Против часовой стрелки - Владимир Бартол
Шрифт:
Интервал:
Закладка:
— Мама, а кому теперь достанется хлеб дяди Тасича? Кристинице он не достался — его съели солдаты. У девочки началась золотуха, и, хотя ей надели золотые сережки, а на шею повесили на шнурке три золотых колечка, поили молоком с молотым липовым углем, окуривали дымом осиных сот, спасти ее не удалось. Детский организм был подорван. Священник прислал ей ломоть белого хлеба, Кристиница схватила его и, улыбаясь, прижала к себе. Глаза ее закрылись.
Солдаты ушли. Нанца и Кати родили. Появились итальянцы, поставили в центре села полевую кухню, варили рис и макароны. Франчек и Венчек ходили к ним с большим горшком, а потом до позднего вечера бегали по селу.
Служили благодарственный молебен «За счастливое окончание мирового побоища». В церкви не протолкнуться. Священник торжественно ступил на амвон. Он опять ничего не боялся, на лице появилось прежнее выражение уверенности сельского владыки. Паства снова принадлежала ему. Прочитав молитву, начал проповедь:
— Дорогие чада мои, Господь Бог помиловал слуг своих недостойных, отвел от них меч войны. Преклоним колена и возблагодарим господа из глубины сердца. Страшный сей мор не обошел и нас. Пали смертью храбрых Йозеф Кривец, Иван Куштрин, Мартин Лапаня, Франц Хвала, Андрей Клеменчич и Антон Водрич. Пропал без вести Жеф Обрекар. Добрый и богобоязненный был человек и детей своих воспитывал в страхе божьем.
Нанца, узнав, что мужа считают пропавшим без вести, нашла в этом свое оправдание. Когда священник упомянул о полной греха жизни, о падении нравов, вызванном войной, она опустила голову, а когда он поведал, что война — обширное поле, с которого сатана собрал урожай в много тысяч душ, потом, возвысив голос, напомнил, что милосердие божье неисчерпаемо, что все женщины, оскорбившие мужей дурным поведением, должны вымолить прощение сперва у бога, потом у своих обманутых мужей, Нанца залилась слезами. Ей от всей души захотелось увидеть Жефа. Она бросилась бы перед ним на колени, умоляла бы, чтоб он ее не убивал, а Жеф, конечно, поднял бы ее с колен и простил. Встань, сказал бы он, ибо все мы грешники.
Священник сошел с амвона. Старый хромой органист никак не мог отыскать ногами нужные педали. Наконец орган заиграл. Стекла очков органиста словно бы помутнели, и две слезы упали на слова «Te Deum»[19] и «Veličastno»[20].

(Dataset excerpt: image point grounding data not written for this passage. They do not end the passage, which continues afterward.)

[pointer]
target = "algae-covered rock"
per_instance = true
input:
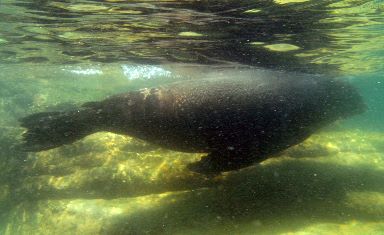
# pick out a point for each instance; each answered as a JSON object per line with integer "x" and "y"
{"x": 112, "y": 184}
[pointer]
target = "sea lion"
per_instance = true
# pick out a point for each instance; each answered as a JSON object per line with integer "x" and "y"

IIIЖеф бросился вон из дома. Пол в сенях заскрипел, закачались каменные ступеньки. Он уперся в колоду и только здесь перевел дух. Уставившись на тупые носки грязных сапог, стянул засаленную фуражку, поплевал на мозолистые руки и потер вспотевшую лысину. Злость и жажда мести сменились горькой обидой и растерянностью. Однажды, когда он был еще сопливым мальчишкой, хозяин избил его за то, что он небрежно бросил картофельную кожуру на стол и «дар божий» упал на пол. Жеф убежал, до вечера прятался на пастбище — придумывал, как отомстить хозяину. Готов был даже повеситься. Та же мысль пришла ему в голову и сейчас. Может, хоть тогда отдохнет. Несколько минут он тешил себя этой картиной.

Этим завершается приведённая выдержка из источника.